Она ещё что-то говорила, путаясь в деталях сна. Ведунья слушала её, переминала руки девочки в своих горячих руках. От жара в ладонях Альке становилось спокойно, хотелось говорить ещё больше. Под ведьминым взглядом робость откатила, и девочка была готова рассказать очень многое. Именно сейчас. И она говорила и говорила. Впрочем, Гайя уже ничего не спрашивала.
Аля выговорилась и замолчала, улыбаясь своему сну.
– Ведь вот знаешь себя, а спроси тебя в другой раз и потеряешься, – снова непонятно сказала ведунья и задумчиво улыбнулась.
Эх, Алька, знать бы тебе в тот момент, как много ты уже сказала. В какой переплёт из прошлого и предстоящего ты ввязалась этой простой и необдуманной откровенностью. Ну, так что же, ведь «главное начать, а там плакать да кончать».
– Изба толстяка —
В избушке под соломенной крышей места хватало на обеденный стол, широкую лежанку за занавеской да закуток для телёнка. В центре избы белела огромную печь, которая и забрала большую часть пространства. От печи тянуло холодом. Так бывает в домах, которые не топятся зимой.
Надо сказать, что в избе вообще было зябко. Потоки тёплого воздуха, увязавшиеся за Игорем с улицы, не прижились. Едва дверь за гостем затворилась, как холод, запах рыбы и мужского одиночества снова заполнили дом. Кроме Игоря и хозяина, в избушке никого не было. Даже вдвоём тут казалось тесно, а окажись кто-то ещё, и вовсе не развернуться было бы.
– Летом не топишься? – спросил Игорь от порога.
Хозяин дома, грузный мужик с тугим пузом, по-бычьи развернулся, не вставая с табурета. Он посмотрел на вошедшего и тяжело двинул плечами. В этом жесте угадывался ответ: «А зачем?». Мужик был не молод, но определить возраст точнее казалось невозможным. Нижняя часть его головы была покрыта переплетением чёрных и седых волос. Шапка этой растительности скрадывала шею, ложилась на грудь. Создавала иллюзию неповоротливости и дикости. Наверху волосы заканчивались аккурат на уровне кустистых бровей. Выше этого места лоснилась шишковатая лысина. От носа на лице остались только облупленная пимпочка да ноздри. Всё остальное было переломано и размазано так, что трудно было угадать исходное состояние. Да, мужик был колоритным, но при всей своей одичалости выглядел ухоженным. Добротная суконная рубаха просторно укрывала грузный торс. Она была тронута пятнами пота, но не саднила и не рябила грязью.

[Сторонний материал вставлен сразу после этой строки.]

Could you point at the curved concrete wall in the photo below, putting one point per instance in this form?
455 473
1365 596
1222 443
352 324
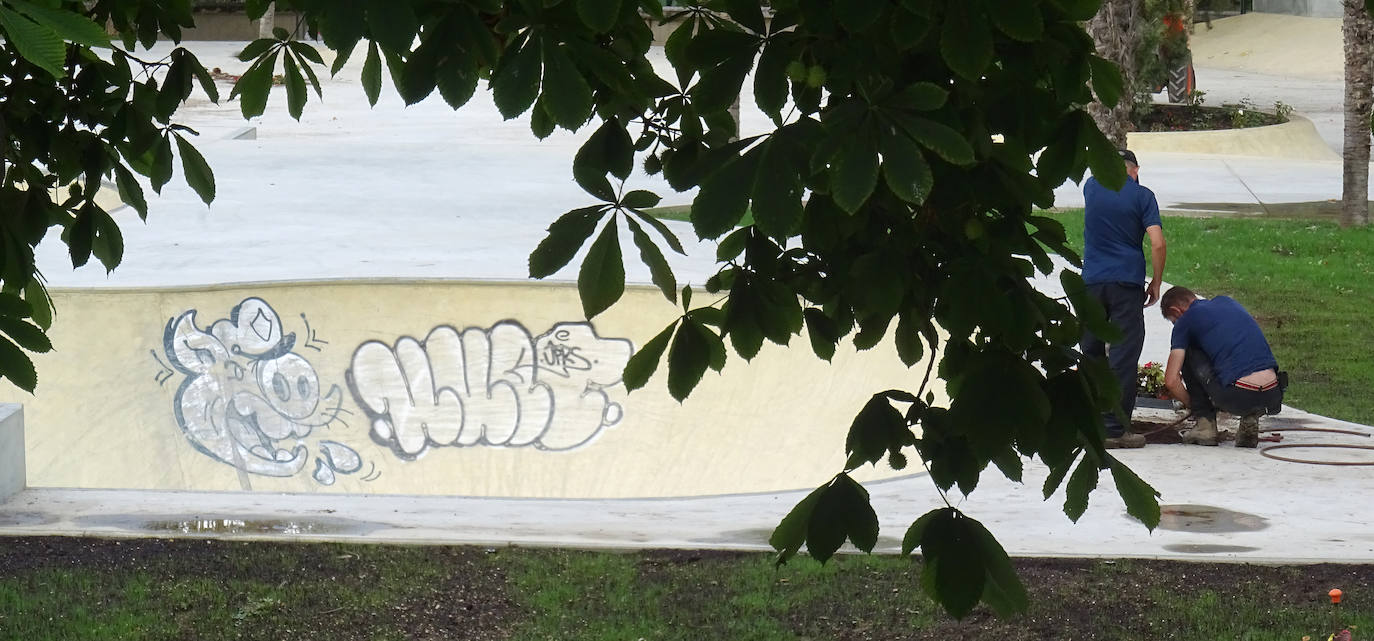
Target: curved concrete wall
1296 139
460 389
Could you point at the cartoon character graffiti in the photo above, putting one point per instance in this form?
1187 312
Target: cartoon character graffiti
493 387
248 400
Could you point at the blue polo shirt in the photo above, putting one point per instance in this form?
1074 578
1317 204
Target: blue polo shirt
1227 334
1113 229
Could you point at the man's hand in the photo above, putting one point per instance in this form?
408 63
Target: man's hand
1152 294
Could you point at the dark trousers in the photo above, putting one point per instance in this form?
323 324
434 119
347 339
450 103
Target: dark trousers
1207 394
1125 309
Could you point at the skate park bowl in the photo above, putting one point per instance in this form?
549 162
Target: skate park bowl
474 389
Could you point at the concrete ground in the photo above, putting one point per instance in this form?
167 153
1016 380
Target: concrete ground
421 192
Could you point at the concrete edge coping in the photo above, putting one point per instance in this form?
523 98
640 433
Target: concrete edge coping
1296 139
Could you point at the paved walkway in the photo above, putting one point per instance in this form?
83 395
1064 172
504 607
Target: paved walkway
422 192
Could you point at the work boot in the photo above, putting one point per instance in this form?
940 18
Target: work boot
1201 434
1125 441
1248 435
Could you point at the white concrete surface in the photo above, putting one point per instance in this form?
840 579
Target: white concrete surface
1286 512
422 192
11 450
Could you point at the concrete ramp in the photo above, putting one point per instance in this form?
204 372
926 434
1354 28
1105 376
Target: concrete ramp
440 387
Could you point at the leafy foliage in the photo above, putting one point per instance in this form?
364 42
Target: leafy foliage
892 196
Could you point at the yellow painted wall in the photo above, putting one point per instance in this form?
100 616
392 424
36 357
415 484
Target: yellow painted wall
103 415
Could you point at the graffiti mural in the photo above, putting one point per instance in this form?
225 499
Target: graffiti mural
248 400
489 387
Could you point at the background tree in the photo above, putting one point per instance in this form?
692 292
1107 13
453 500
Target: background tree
893 196
80 109
1358 32
1117 32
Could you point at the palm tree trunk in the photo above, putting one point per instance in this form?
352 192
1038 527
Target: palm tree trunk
1116 30
1358 30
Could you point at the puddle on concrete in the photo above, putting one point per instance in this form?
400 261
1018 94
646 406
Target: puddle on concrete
1208 519
745 535
212 526
1208 548
21 519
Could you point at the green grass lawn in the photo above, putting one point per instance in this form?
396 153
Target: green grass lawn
92 589
1305 279
1310 284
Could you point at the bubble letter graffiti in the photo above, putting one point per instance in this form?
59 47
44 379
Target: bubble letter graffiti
489 387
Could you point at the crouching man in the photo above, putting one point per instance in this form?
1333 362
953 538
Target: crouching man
1220 360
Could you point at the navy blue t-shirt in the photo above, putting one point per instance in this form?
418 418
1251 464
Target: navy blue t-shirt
1227 334
1113 229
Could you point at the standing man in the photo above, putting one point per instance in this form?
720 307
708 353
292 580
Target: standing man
1113 268
1219 360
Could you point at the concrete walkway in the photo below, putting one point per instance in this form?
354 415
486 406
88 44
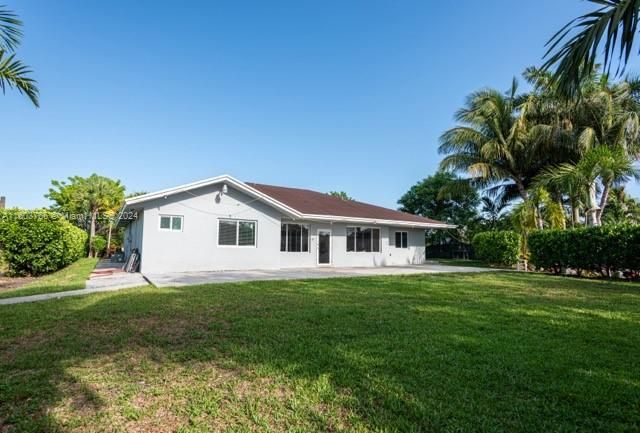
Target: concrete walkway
109 282
104 286
191 278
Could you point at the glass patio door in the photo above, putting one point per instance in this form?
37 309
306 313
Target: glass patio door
324 247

– Так оно. Жарко от неё, на улице готовлю, – ответил хозяин тонким и гнусавым голосом, не подходящим к его облику.
– Холодно у тебя, как в зимнике, – сказал Игорь и поёжился.
– Весна, вода рядом. Ручей выстуживает, вот и зябко. Так оно, – лениво пояснил хозяин. Он тыльной стороной ладони стряхнул остатки обеда на пол. Сначала с груди, а затем со стола. После этого повернулся к столу и жестом позвал гостя сесть. – Дверь для тепла откроешь – комарья набивается. Притвор закроешь – дышать нечем. Так оно, – добавил он через плечо.
Игорь прошёл к столу и сел. Массивная лавка скрипнула под его жилистым телом и облеглась всеми четырьмя ножками на неровном рубленном полу.
– При такой уборке муравьями обзаведёшься, – сказал он, наблюдая за движениями хозяина. – Бобылём живешь?
– Так оно. Сейчас бобылём, – подтвердил тот. – Есть хочешь?
Не дожидаясь ответа, хозяин подтолкнул к гостю пару деревянных тарелок. Одна была с варёными кореньями, другая с жареной рыбой. Отказываться было неразумно – есть очень хотелось.
За едой совсем стало тихо. Хозяин некоторое время смотрел, как гость давится сухой речной рыбой, а потом упёрся лохматой рукой о край стола и встал. Он сделал несколько шагов к порогу, зачерпнул из ведра ковш воды, вернулся и поставил его перед Игорем. Решив, что гостеприимства с него уже достаточно, бородач возвратился к двери, прикрыл ведро дощечкой и вышел на улицу. Игорь слышал, как от деревянного крыльца раздался призывный свист. За дверью заскулил пёс, затопотал по доскам.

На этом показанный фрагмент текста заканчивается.